UFC 194: Conor McGregor rules after stunning KO of Jose Aldo
Conor McGregor is the main man in UFC after his incredible knockout of Jose Aldo at UFC 194, and there might be nobody better for the role.
Ladies and gentlemen, meet your newest combat sports supernova.
Just four weeks after the octagonal organization's flagship had her Mike Tyson aura kicked to the Australian outback, a tough-talking Irishman swooped loudly into the Nevada desert and pieced together the fragments of UFC czar Dana White's marketing heart.
Conor McGregor, whose ego arrived in Las Vegas long before his flag-draped entourage did, nevertheless managed to make his latest MGM Grand appearance a historic one with the quickest title-fight stoppage in the promotion's two-decade existence.
In far less time than it took to order the pay-per-view -- a mere 13 seconds -- the unapologetically brash 27-year-old landed a left hand that simultaneously separated featherweight champ Jose Aldo from his consciousness, his hardware and the unbeaten run he had been on for more than 10 years.
The Brazilian was all but comatose by the time he hit the floor, and the two more hammer-fists that viciously finished the job might as well have confirmed McGregor's booking on the Tonight Show, The Voice and Dancing with the Stars, all at the same time.
"Nobody can take that left-hand shot," he said. "He's powerful and he's fast, but precision beats power and timing beats speed.
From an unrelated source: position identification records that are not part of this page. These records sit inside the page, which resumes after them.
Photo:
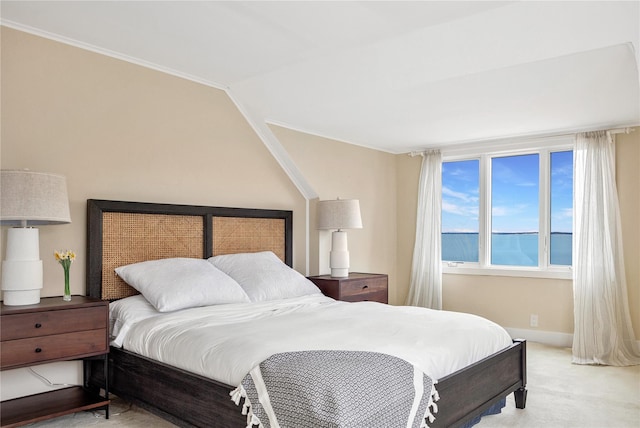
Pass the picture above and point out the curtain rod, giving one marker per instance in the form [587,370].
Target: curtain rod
[625,130]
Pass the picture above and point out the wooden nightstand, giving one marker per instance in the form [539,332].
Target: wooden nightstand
[357,287]
[53,330]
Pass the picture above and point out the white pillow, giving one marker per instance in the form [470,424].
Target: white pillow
[180,283]
[263,276]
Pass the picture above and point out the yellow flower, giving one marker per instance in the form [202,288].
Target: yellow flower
[65,257]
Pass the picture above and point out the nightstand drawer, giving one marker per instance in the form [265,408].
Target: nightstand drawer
[35,350]
[366,296]
[357,287]
[19,326]
[362,287]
These are fundamentals. That's all it takes."
And though Aldo sheepishly claimed that the quickness of the result warranted a rematch, the one-sided nature of both the fight and the promotional hoopla that preceded it indicates that McGregor -- more so than anyone else on the talent roster -- is the man around whom the near-term future revolves.
They're both elite fighters. But only one of them is an elite "it" guy.
The purists whose late money made Aldo a favorite will have no choice but to respect the way their nemesis backed up months of trash talk. The contrarians who wax rhetorical about the ills of political correctness will have him to turn to as a hero in case other flavors-of-the-month turn sour.
And the folks in the middle? Well, they'll have to at least concede his entertainment value.
"I'm carrying this whole damn game, and I love it," McGregor said. "It feels light. But the game, I'm carrying it on my shoulders, but it honestly feels light to me. I feel like they don't see the squats with the whole game on my shoulders because it ain't nothing."
From White's aforementioned perspective, his breakthrough couldn't have been timed any better.
Though Rousey's ascension allowed the UFC to expand into Brazil and Australia, her shocking demise put a damper on future promotional imperialism -- at least until she's able to win a rematch. But McGregor's win restarts the quest for world domination, presumably starting in his North Atlantic homeland.
White promised him beforehand that a win would grease the skids for a title defense at Croke Park, a Dublin venue that seats better than 80,000 for concerts and just more than 73,000 for rugby. Given those numbers, it's easy to imagine an easy smash of the company attendance record, which was set at 56,214 for the Rousey-Holm match in Melbourne.
"I would love for the Croke Park event to happen. It would be a dream come true," McGregor said. "But I respect good, clean business, so we'll discuss. We'll see. We have post-fight celebrations over a nice whiskey and discussing more big business."
And after that, batten down the hatches.
Not even the big screen is safe from turning "Notorious."
"I'd like to collect in action movies going forward," he said. "Hollywood is screaming for me, yes, so we'll see what happens in the future."